Welcome to the forum.
I own a similar camera, don't own a Mac and don't use CS5.5 or 6. Instead I use a PC and have been teaching myself the $80 Adobe Premier Elements 11. I still might be able to point you toward some answers.
First, read up on AVCHD. Wikipedia has a good summary. Then see if the section in the manual on format choices makes sense.
Your choices for settings are listed here, with the highest quality on top:
1080/60p (28 Mbps / VBR), (1920 x 1080/60p)
HA (17 Mbps / VBR), (1920 x 1080/60i)
HG (13 Mbps / VBR), (1920 x 1080/60i)
HX (9 Mbps / VBR), (1920 x 1080/60i)
HE (5 Mbps / VBR), (1920 x 1080/60i)
iFrame (28 Mbps / VBR), (960 x 540/30p)
You can see in the list the Mega bits per second. The bigger the number the more "detail quality" in the footage. P is for progressive and i is for interlaced, with is a confusing concept left over from the invention of broadcast TV displayed on TVs with tubes in them. I know nothing about iFrame.

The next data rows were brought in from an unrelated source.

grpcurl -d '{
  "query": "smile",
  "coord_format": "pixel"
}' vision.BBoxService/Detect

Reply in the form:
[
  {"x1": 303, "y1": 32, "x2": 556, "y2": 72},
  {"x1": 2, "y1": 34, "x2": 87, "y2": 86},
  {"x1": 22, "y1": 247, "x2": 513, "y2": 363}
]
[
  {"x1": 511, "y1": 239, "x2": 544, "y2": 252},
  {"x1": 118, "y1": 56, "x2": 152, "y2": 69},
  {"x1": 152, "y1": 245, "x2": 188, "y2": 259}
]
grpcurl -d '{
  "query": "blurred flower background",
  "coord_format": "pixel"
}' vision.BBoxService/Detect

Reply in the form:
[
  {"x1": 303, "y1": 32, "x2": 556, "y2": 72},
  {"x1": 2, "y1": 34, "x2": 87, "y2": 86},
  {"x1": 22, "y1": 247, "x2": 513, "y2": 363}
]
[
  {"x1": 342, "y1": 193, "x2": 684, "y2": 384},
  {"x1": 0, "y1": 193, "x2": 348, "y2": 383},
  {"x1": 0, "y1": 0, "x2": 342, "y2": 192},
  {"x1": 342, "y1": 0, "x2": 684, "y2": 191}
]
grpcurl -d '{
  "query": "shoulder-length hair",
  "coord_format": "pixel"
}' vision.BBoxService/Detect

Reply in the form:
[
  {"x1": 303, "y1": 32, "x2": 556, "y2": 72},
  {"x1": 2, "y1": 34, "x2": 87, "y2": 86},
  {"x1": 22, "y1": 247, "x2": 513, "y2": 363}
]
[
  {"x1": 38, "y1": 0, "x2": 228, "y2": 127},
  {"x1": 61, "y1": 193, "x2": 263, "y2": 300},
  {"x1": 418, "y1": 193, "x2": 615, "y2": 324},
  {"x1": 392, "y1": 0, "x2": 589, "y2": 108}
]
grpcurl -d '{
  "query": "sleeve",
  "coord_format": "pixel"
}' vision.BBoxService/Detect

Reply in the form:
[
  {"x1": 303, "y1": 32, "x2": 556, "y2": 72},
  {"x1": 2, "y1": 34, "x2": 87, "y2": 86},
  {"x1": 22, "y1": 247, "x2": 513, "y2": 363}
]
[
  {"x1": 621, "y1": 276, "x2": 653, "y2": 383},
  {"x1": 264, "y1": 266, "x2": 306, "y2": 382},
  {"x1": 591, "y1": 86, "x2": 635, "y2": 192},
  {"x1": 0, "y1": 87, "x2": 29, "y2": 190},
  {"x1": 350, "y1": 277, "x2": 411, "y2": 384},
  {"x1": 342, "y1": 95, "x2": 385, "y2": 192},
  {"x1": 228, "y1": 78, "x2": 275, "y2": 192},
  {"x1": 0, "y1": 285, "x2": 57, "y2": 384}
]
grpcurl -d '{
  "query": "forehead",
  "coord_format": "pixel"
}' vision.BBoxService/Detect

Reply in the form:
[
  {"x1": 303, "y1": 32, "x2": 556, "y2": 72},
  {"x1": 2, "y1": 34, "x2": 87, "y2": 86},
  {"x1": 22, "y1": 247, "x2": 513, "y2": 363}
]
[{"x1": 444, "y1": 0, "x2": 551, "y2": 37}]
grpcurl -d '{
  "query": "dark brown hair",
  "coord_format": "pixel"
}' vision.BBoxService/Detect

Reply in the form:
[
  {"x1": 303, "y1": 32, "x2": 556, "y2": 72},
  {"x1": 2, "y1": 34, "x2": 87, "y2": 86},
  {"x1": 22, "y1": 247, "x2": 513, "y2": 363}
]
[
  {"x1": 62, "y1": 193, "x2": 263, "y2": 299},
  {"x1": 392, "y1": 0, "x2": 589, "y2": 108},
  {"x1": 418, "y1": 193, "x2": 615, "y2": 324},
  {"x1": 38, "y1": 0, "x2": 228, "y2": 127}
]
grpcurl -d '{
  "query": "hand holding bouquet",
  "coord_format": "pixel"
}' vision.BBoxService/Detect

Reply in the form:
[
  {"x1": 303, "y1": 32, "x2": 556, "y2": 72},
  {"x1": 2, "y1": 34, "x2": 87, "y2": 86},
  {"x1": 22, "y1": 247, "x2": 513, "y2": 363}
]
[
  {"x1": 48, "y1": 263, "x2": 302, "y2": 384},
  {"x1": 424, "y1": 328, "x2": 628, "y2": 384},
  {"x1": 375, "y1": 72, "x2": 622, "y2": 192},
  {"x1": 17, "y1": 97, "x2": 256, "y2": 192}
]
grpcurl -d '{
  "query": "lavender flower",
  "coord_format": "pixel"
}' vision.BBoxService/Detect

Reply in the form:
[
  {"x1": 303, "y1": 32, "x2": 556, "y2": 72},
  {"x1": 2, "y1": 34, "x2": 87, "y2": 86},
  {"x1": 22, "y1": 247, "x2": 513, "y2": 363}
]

Notice that the highest setting is 1080/60p. It was added to the AVCHD standards later than the rest of the settings. So, you may not find it in 5.5 presets. My last version of Elements didn't have it and I found that a 720p preset worked fine. My understanding is that the presets have mostly to do with the real time editing preview and a lot less than the final rendering to your delivery media.
It may be that with 5.5 you will have to work with the settings other than 1080p.
Since you said your two primary choices of delivery are DVD and the Web, all the other settings should work unless there is fast motion like in sports. DVD is standard definition (SD) and the output rendering will have to lower or "down rez" the picture quality. There is plenty of reading on that process in the Adobe Premier Forums (http://forums.adobe.com/community/premiere
The current version 11 of Premier Elements does all the work for you. It automatically picks a preset based on the first clip used and burns DVDs from within the program itself.
For the Web, video is usually delivered with YouTube or Vimeo. Both have specifications explained on their sites. The idea is that at final output rendering you try to match the specifications because it improves upload times. However, if you have the bandwidth or the time you can up load almost any format and it will get converted to required specifications.